The stand-up (sitting-down) comedy, delivered in a relaxed style, was interspersed with filmed sketches, most memorably in his BBC series Dave Allen at Large (1971-73, 1975-76). The slow build-up, ending with a twist in the punchline, was part of his style, as in the one about a condemned Mexican, Pedro, disappearing into the trees after being granted his last request - a sexy señorita - and being gone for hours, then days, with noises of amorous activity, until the firing squad fall asleep leaning on their rifles and finally a figure appears: not Pedro but the young woman, who shouts: "Too late. He's dead!"

Allen wrote much of his own material, often the result of wandering about, observing life and putting a slightly lunatic slant on what he saw and heard. "Things strike you," he said:

For example, I'll walk into a park and I'll read the by-laws they have posted there - something you never do normally. If you really read the by-laws, you'd never go into the park, so many things are forbidden. For instance, you can't land a helicopter in the park or, if you can, you can land it on a certain spot. But who would want to land a helicopter in the park?

A nephew of the poet Katharine Tynan, he was born David Tynan O'Mahony in Tallaght, Co Dublin, in 1936. On leaving school at 16, he followed his grandmother, who was editor of the Dublin newspaper the Freeman's Journal, and his father, the managing editor of the Irish Times, into journalism to become a reporter on the Drogheda Argus, then the Irish Independent.

On moving to London to further his career after three years, he failed to find a job on a newspaper and landed work as a Redcoat at Butlin's holiday camp in Skegness. After several seasons there, and winter work as a toy salesman in Sheffield, he started performing on the club circuit - changing his name to Allen from Tynan O'Mahony, which people frequently mispronounced - and in 1961 he shared a bill with the pop singer Helen Shapiro and the then unknown Beatles.

While touring Australia two years later, he was offered his own one-man television show in Sydney. He presented 84 episodes of Tonight with Dave Allen (1963-64) in that country. Returning to Britain - where he had made his television début in the BBC talent show New Faces in 1959 - he appeared in The Blackpool Show (1964) and Sunday Night at the London Palladium (1965), before gaining a regular spot as resident comedian in three series of The Val Doonican Show (1965-67).

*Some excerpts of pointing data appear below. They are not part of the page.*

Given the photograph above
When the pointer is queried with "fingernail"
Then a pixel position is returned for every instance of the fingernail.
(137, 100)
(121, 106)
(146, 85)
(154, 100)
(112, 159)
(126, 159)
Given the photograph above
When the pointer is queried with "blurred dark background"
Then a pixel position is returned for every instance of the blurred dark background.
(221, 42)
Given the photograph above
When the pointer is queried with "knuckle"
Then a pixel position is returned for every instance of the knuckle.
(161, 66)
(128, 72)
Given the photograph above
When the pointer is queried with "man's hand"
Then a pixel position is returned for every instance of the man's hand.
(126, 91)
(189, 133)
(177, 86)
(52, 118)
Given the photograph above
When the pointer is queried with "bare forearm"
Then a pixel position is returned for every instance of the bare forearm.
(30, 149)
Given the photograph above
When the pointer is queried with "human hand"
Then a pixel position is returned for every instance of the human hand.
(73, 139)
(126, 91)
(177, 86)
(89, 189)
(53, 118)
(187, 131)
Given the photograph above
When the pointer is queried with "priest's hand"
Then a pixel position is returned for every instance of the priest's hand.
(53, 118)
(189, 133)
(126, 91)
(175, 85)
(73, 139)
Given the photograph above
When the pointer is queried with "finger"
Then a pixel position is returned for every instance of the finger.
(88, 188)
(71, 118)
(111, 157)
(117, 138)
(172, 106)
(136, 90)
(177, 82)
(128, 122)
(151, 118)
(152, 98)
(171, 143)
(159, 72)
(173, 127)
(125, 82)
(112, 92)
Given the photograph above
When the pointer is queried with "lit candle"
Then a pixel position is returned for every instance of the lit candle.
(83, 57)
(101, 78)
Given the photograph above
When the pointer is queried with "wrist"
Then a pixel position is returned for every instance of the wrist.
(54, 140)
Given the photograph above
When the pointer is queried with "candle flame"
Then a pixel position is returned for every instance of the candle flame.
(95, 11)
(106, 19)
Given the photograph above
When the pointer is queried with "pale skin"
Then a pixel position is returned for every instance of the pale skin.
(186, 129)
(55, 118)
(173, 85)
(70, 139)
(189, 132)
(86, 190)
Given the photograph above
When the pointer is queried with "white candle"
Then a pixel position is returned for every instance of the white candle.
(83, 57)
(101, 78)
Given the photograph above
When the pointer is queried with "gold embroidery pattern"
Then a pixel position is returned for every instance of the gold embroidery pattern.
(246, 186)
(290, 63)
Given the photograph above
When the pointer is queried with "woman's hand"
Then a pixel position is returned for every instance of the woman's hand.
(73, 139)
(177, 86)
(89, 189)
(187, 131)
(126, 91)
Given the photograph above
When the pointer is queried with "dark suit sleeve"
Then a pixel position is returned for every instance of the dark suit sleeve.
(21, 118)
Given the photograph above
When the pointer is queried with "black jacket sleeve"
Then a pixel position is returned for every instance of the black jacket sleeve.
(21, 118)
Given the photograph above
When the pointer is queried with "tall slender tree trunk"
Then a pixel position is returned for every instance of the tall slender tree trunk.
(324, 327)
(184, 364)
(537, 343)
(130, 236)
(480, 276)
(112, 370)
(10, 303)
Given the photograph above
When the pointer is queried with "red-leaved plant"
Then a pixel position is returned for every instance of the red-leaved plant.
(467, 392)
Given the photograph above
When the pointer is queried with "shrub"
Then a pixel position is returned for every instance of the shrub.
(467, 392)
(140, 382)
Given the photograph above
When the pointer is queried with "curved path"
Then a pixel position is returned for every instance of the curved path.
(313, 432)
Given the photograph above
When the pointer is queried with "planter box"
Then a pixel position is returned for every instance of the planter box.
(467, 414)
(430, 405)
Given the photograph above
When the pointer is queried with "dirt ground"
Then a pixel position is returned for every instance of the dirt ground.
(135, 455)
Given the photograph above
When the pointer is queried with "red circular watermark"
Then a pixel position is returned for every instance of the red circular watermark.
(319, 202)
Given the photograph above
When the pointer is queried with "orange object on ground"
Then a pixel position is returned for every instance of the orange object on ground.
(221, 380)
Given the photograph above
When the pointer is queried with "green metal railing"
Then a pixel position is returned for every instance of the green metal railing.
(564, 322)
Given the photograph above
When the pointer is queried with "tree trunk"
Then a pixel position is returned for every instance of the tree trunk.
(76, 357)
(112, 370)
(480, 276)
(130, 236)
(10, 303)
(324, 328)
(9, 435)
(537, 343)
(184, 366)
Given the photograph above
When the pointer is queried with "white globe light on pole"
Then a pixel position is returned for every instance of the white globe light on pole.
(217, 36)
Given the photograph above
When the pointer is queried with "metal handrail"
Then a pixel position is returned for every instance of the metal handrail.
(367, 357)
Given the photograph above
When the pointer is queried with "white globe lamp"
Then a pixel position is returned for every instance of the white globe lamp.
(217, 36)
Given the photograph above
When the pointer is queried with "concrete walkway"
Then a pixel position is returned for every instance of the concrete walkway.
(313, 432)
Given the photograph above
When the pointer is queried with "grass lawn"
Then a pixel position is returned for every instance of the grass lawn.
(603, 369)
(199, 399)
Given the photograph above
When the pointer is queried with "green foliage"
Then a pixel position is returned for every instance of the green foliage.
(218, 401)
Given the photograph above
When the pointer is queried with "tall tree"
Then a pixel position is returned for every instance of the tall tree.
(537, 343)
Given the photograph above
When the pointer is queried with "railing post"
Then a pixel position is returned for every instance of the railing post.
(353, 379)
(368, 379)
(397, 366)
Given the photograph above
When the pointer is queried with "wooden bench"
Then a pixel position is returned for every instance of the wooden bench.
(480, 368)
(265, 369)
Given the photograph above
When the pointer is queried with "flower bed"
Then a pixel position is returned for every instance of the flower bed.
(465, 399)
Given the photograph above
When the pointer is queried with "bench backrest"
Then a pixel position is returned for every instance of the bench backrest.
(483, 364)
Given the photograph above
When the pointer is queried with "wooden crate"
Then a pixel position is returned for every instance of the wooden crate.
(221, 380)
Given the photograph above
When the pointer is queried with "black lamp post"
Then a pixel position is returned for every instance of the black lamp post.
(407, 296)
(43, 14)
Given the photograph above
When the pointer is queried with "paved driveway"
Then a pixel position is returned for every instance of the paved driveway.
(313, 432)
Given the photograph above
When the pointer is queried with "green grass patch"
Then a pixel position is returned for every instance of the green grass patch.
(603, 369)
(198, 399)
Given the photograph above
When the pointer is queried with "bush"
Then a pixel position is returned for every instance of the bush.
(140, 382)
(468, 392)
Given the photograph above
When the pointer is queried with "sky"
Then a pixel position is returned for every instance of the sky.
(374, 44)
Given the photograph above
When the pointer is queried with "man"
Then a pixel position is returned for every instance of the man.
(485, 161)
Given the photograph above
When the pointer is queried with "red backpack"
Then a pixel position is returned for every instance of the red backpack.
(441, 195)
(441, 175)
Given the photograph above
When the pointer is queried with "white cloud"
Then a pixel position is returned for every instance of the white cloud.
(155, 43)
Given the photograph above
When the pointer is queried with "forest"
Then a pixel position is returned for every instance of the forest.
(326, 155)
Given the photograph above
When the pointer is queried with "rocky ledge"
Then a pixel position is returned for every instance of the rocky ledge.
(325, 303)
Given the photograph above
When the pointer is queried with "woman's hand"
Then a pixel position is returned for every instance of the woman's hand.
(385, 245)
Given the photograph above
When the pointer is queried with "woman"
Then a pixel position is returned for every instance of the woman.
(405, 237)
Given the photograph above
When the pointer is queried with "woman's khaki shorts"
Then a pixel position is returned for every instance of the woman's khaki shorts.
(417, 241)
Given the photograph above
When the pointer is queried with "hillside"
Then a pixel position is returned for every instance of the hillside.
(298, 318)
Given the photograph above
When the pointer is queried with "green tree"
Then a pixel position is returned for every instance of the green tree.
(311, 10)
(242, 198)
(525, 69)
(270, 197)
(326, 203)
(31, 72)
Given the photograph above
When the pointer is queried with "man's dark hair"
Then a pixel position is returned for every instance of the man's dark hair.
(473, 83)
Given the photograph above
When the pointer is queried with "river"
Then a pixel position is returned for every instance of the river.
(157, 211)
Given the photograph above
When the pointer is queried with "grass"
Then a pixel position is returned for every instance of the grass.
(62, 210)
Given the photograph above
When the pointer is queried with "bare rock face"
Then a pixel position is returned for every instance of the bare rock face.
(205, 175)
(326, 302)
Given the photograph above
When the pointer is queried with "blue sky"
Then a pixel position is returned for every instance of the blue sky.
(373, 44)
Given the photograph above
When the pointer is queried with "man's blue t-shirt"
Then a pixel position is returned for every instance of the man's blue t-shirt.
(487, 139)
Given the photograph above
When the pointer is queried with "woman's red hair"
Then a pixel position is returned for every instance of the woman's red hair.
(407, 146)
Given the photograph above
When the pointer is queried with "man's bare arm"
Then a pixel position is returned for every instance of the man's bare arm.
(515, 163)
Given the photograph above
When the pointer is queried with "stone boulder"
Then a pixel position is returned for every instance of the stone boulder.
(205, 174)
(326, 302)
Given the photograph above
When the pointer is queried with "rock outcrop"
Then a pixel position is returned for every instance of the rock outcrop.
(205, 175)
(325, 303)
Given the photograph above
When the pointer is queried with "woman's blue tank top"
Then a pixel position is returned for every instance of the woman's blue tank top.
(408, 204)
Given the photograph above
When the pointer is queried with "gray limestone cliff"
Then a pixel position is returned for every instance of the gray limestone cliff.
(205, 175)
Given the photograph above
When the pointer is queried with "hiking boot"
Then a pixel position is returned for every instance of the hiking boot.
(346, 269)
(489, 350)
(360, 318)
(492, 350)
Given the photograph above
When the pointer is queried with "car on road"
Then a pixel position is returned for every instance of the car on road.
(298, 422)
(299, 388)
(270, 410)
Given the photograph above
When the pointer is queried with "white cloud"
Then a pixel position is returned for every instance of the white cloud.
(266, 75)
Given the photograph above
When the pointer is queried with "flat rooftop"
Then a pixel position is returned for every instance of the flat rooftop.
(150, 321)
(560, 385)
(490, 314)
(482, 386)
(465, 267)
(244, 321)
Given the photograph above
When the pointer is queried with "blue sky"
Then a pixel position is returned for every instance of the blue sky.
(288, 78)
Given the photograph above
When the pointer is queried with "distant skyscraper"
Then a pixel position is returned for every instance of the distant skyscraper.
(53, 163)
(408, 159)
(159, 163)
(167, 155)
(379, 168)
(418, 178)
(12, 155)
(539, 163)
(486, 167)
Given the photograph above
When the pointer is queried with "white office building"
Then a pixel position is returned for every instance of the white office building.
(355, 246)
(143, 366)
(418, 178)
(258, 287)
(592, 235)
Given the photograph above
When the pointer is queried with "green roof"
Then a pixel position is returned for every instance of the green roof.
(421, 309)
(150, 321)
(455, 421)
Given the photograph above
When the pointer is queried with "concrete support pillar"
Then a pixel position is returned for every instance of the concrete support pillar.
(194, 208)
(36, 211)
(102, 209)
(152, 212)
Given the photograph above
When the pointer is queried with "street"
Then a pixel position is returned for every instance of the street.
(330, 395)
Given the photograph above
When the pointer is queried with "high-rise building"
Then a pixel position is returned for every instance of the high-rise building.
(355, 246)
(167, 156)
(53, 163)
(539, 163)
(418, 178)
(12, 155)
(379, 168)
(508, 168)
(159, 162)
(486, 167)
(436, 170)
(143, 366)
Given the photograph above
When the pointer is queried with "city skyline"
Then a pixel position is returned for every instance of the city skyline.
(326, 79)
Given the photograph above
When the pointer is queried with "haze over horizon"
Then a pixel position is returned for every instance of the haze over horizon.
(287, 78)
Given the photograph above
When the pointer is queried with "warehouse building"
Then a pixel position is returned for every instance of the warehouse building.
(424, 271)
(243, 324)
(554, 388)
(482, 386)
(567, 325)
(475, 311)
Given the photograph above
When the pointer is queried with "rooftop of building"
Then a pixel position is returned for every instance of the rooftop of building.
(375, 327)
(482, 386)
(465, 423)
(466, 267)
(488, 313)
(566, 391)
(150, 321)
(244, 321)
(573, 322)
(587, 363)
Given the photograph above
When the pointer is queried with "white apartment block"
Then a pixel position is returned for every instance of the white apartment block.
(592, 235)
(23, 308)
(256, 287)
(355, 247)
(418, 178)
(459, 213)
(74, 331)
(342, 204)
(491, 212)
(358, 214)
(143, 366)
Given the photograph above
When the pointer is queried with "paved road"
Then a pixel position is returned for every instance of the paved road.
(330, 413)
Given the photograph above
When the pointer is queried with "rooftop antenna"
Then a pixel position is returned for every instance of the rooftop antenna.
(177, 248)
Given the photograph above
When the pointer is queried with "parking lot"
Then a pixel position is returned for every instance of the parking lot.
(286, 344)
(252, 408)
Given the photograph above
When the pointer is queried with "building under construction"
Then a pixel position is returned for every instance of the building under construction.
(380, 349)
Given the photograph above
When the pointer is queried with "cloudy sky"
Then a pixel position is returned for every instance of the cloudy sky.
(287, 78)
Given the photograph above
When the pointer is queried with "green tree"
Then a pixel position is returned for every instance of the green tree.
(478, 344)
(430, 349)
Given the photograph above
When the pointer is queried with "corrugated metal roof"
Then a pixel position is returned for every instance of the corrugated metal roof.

Then, he landed the first of his own British television shows, Tonight with Dave Allen (1967-69), which established the mixture of stand-up comedy and sketches for which he would become known and won him the Variety Club's ITV Personality of 1967 award.

After starring in two episodes of BBC2's Show of the Week (1968-69), Allen switched from ITV to BBC1 for The Dave Allen Show (1969), before his greatest success with Dave Allen at Large. Dave Allen specials (1981-86) were followed by a six-part series of the same title (1990), in which he ditched the sketches and featured more adult material than previously, leading to questions in the House of Commons about his "strong language" after he used the F-word in one programme.

This did not deter Allen from continuing in the same vein in a London stage show, An Evening with Dave Allen (Strand Theatre, 1991), and a further Dave Allen series (1993), recorded for ITV at the Mermaid Theatre, London, and notable for the lack of cigarettes - he had given up smoking. The star later talked about his career, in between clips from his old shows, in The Unique Dave Allen (1998), a six-part series for the BBC.

In several forays into straight acting, Allen appeared on stage at the Royal Court Theatre in Edna O'Brien's A Pagan Place (1972) and played an estate agent going through a mid-life crisis in Alan Bennett's television play One Fine Day (1979), as well as taking the roles of Mr Darling and Captain Hook, opposite Maggie Smith, in Peter Pan (London Coliseum, 1973).

He also presented several documentaries, looking at New York life in Dave Allen in the Melting Pot (1969), quirky individuals in Dave Allen in Search of the Great English Eccentric (1974) and American eccentrics in Dave Allen (1978).